Combine dry ingredients and wet ingredients (minus the banana) in separate bowls.  Pour wet ingredients into dry, mix, then gently fold in banana.  Mix in a handful of chocolate chips.  Makes 9-10 pancakes which is just enough for us.

Spicy Japanese Eggplant

I was thrilled try a recipe from a beautiful Japanese cookbook, Everyday Harumi.  This was so delicious, the whole family was fighting over the last bite!  I made a few modifications and here's our version.

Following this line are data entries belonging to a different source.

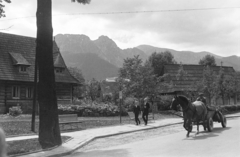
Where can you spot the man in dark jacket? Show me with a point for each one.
(146, 107)
(202, 99)
(136, 111)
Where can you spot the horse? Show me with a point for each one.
(195, 111)
(3, 145)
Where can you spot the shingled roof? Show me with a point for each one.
(20, 50)
(194, 73)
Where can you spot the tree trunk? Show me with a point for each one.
(49, 133)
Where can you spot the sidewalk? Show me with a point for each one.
(81, 138)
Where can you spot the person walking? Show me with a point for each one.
(146, 107)
(136, 111)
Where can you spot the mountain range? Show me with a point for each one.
(101, 58)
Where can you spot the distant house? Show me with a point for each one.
(193, 74)
(17, 60)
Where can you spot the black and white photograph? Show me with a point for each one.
(119, 78)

2 japanese eggplants (or 1 large "regular" eggplant)
1/3c. soy sauce
2 1/2 Tb. sugar
1/4 c. unseasoned rice vinegar
2 scallions, minced
1/2 tsp minced garlic
1 tsp minced ginger
red pepper flakes
vegetable or canola oil

Cut eggplant into chunks and soak in cold water for 5-10 mins.  Drain and pat dry.
Combine soy sauce, sugar, rice vinegar, ginger and garlic.  Add red pepper flakes to your liking.
Heat a few tablespoons oil in a skillet.  Sautee the eggplant until it turns soft and starts to brown.  Drain on a paper towel.  In a mixing bowl, combine the sauce mixture and the eggplant.  Let stand for 5-10 mins before serving.  Garnish with the scallions and enjoy.

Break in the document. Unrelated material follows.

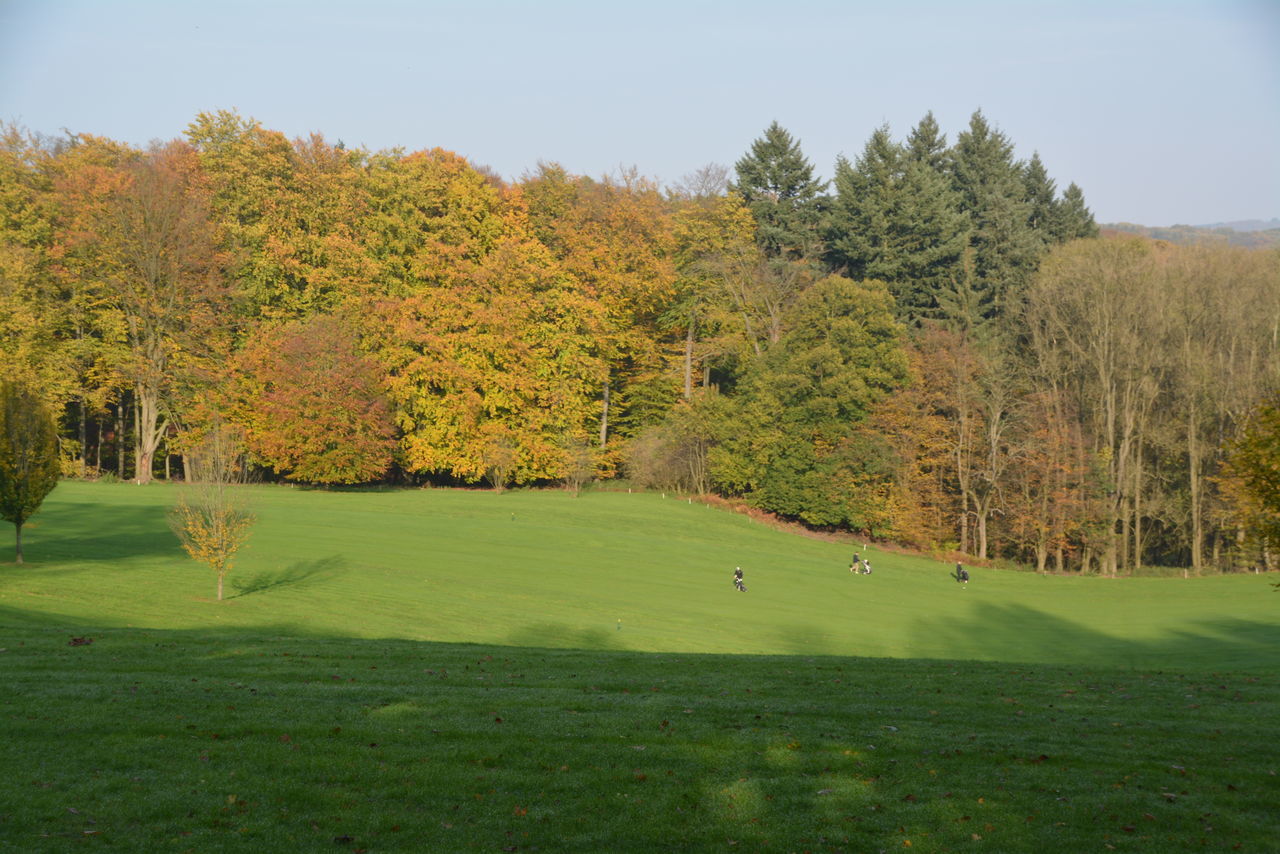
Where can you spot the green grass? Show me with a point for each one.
(444, 671)
(542, 569)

We ate this over rice and I also served a side of tofu drizzled with soy sauce and dusted with crushed peanuts.

Key Lime Pie

1 prepared (unbaked) graham cracker crust
1 (14 oz) can sweetened condensed milk
zest of 1 lime
1/2c. key lime juice (or bottled lime and lemon juice)
4 egg yolks, beaten

Combine ingredients, pour into pie shell.  Bake at 375 for about 15 mins or until a knife inserted in the center of the pie leaves a mark.  (Don't let the pie start to brown or turn golden as it will be overdone).

Zest the lime, then squeeze the fresh lime juice into a 1/2c. measuring cup.  Add a few tablespoons of bottled lemon juice, and then bottled lime juice to equal 1/2 cup total.

This recipe gives a nice thin layer of pie filling.  For a full, thick pie the recipe could be doubled.